There are 13 columns in the data set namely

  • country: The country that the wine is from.
  • description: Description about the wine.
  • designation: The vineyard within the winery where the grapes that made the wine are from.
  • points: The number of points WineEnthusiast rated the wine on a scale of 1–100 (though they say they only post reviews for.
  • price: The cost for a bottle of the wine in USD.
  • province: The province or state that the wine is from.
  • region_1: The wine growing area in a province or state (ie Napa).
  • region_2: Sometimes there are more specific regions specified within a wine growing area (ie Rutherford inside the Napa Valley), but this value can sometimes be blank.
  • taster_name: Name of the consumer or wine taster.

Data Analysis

Description of the columns

wine.describe(include='all',).T

In order to clean the data we have to find the missing values.

msno.bar(wine,color= sns.color_palette('viridis'))

From the bar chart we can see that only description, points and winery columns have no missing fields.

Now, before jumping to recommendations, let’s find out some interesting insights from these data.

The graph shows some discrepancies with the real data. The largest wine producing country in the world is Italy followed by France. But why this graph shows US as the top wine producing country? The major reason being this is not a wine data set, but a wine reviews data set. The data depends on the wines that the reviewers consumed.

Most of the wines’ price is under $300. Only a very few wines have prices above $750.
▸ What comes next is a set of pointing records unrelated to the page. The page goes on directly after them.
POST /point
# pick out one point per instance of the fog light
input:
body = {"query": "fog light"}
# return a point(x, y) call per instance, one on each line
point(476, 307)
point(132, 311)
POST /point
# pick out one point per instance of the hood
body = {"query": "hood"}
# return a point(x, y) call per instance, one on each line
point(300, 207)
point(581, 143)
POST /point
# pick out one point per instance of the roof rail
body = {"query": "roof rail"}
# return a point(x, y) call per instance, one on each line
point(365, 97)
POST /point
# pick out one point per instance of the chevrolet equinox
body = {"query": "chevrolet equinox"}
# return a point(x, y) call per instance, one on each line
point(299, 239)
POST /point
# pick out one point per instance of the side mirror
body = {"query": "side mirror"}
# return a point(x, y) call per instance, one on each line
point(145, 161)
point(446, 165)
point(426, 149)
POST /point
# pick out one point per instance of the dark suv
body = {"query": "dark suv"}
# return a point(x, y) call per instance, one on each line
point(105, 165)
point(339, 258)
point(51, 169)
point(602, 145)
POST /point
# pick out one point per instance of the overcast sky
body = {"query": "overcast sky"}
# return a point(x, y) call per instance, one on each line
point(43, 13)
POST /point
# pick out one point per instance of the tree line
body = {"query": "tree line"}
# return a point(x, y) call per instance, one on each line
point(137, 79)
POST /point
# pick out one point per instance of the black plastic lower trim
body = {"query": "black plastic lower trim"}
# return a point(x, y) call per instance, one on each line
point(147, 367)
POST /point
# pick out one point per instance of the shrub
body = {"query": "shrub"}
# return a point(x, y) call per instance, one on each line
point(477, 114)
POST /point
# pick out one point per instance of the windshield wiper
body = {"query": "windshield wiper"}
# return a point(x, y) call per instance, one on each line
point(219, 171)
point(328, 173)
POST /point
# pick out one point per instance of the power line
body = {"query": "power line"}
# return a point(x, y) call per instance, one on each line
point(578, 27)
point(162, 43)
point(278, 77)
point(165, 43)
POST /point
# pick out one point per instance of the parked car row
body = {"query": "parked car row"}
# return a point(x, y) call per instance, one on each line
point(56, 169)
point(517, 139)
The country-wise average prices of wine shows that wines are more cheaper in the North African countries and it is expensive in the Europe and North American continent.

The figure above shows the number of wine tasters country-wise. We can see that the US has most number of wine tasters which justifies the distribution of wine reviews graph.

From the figure above, we can see that France is selling the most expensive wines followed by the US and Austria. While, the least priced wines are sold by Portugal, Argentina and Spain. US has both expensive as well as cheap wine consumers. European countries sell average priced wines.

Collaborative Filtering

For this project, I am using Collaborative Filtering for recommending wine varieties. It is the process of filtering for information or patterns using collaboration of similar data. This project specifically uses the nearest neighbor algorithm. Similarity is found using cosine similarity algorithm and it is defined as the cosine of angle between the vectors of two item vectors. The cosine will be larger as the items become closer.

col = ['province','variety','points']
wine1 = wine[col]
wine1 = wine1.dropna(axis=0)
wine1 = wine1.drop_duplicates(['province','variety'])
wine1 = wine1[wine1['points'] >85]
wine_pivot = wine1.pivot(index= 'variety',columns='province',values='points').fillna(0)
wine_pivot_matrix = csr_matrix(wine_pivot)
knn = NearestNeighbors(n_neighbors=10,algorithm= 'brute', metric= 'cosine')
model_knn = knn.fit(wine_pivot_matrix)

Prediction

Now, using the above algorithm, let’s find top five recommendations for a random selection of wine.

query_index = np.random.choice(wine_pivot.shape[0])
distance, indice = model_knn.kneighbors(wine_pivot.iloc[query_index,:].values.reshape(1,-1),n_neighbors=6)
for i in range(0, len(distance.flatten())):
if i == 0:
print('Recmmendation for {0}:\n'.format(wine_pivot.index[query_index]))
else:
print('{0}: {1} with distance: {2}'.format(i,wine_pivot.index[indice.flatten()[i]],distance.flatten()[i]))

But a random selection of wine is not what is needed for most consumers. So I constructed a pivot table in order to perform iterative filtering.

pivot_table = wine_rec.pivot_table(index = ["price"],columns = ["variety"],values = "points")
pivot_table.head(10)
tasted_wine = pivot_table["Aglianico"]
similarity_with_other_wines = pivot_table.corrwith(tasted_wine)
similarity_with_other_wines = similarity_with_other_wines.sort_values(ascending=False)
similarity_with_other_wines.head()

Using this technique, users can find recommendations for a wine that they have tasted.